In 1844, in a field outside the town of Northampton, Massachusetts, a gang of young men showed up at a revival meeting, making trouble. The meeting’s organizers grew angry; the men – more than a hundred – redoubled their uproar. One of the meeting attendees, a forty-seven-year-old woman, hid behind a chest in the corner of the tent: “I am the only colored person here,” she thought, “and on me, probably, their wicked mischief will fall first, and perhaps fatally.”

The young men started to rock the tent-poles. And she gave herself a talking-to.

“Shall I run away and hide from the devil?

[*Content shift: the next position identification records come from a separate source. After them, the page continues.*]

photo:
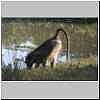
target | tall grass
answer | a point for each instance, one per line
(60, 73)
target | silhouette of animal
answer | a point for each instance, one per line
(49, 50)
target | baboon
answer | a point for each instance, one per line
(48, 50)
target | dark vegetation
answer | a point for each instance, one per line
(83, 44)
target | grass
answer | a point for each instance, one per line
(85, 70)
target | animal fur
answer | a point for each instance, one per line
(49, 50)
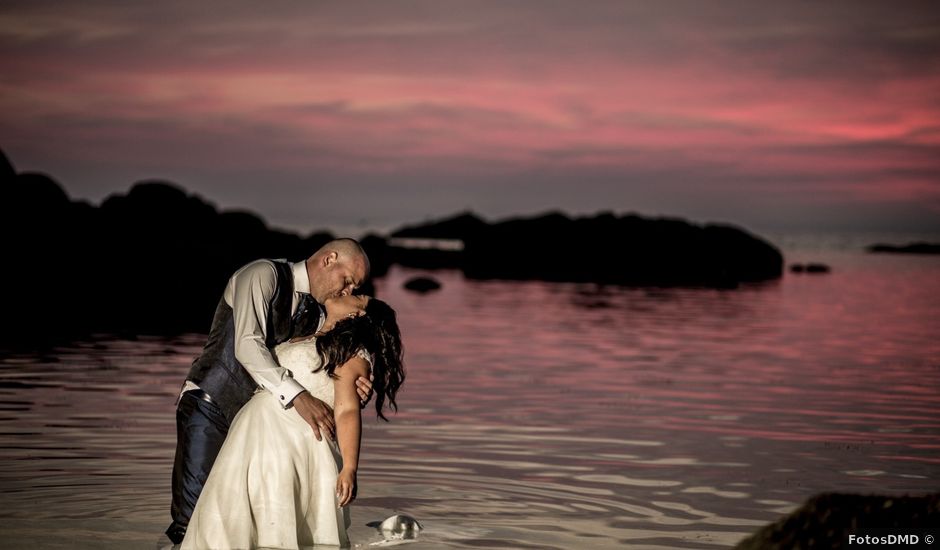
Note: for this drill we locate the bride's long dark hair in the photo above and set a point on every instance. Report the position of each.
(376, 332)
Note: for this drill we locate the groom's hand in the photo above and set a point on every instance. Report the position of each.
(364, 389)
(316, 413)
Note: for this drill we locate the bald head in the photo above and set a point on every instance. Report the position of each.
(336, 269)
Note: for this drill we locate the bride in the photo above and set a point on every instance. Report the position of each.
(273, 484)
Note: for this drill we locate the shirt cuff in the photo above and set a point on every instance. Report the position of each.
(287, 391)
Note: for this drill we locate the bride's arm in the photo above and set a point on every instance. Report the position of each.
(348, 424)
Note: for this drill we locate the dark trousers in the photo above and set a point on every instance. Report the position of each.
(200, 432)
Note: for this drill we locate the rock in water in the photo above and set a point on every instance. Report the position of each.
(422, 284)
(827, 520)
(398, 527)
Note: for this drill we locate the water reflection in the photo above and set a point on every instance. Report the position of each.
(538, 415)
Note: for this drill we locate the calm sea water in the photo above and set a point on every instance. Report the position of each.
(540, 415)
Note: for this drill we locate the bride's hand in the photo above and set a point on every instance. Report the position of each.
(316, 413)
(346, 487)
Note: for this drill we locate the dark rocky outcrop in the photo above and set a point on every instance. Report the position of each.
(912, 248)
(626, 250)
(827, 520)
(157, 258)
(152, 260)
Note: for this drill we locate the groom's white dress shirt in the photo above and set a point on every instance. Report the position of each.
(248, 293)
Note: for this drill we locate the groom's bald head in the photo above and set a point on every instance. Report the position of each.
(336, 269)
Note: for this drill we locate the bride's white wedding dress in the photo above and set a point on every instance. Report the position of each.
(273, 484)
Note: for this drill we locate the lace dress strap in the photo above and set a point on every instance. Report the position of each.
(367, 356)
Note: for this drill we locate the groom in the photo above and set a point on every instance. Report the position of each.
(265, 303)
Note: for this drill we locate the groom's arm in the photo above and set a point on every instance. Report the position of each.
(250, 293)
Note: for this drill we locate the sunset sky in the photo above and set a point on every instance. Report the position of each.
(356, 115)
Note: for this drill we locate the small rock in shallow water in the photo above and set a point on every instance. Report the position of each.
(422, 284)
(398, 527)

Me, a servant of the living God? Have I not faith enough to go out and quell that mob?” She tried, unsuccessfully, to convince a couple of friends to confront the men with her. She left the tent alone, and, the moon bright on the field, she walked up a rise nearby and began to sing.

Sojourner Truth always was a powerful singer.

It got their attention. And after a few minutes’ conversation, she managed to talk them into leaving.

She was born Isabella Baumfree, and grew up in slavery in Rifton, a hamlet in upstate New York. She remembered her mother teaching her the Lord’s Prayer in Dutch, her first language. When she was nine, she was sold, along with a flock of sheep, away from her family.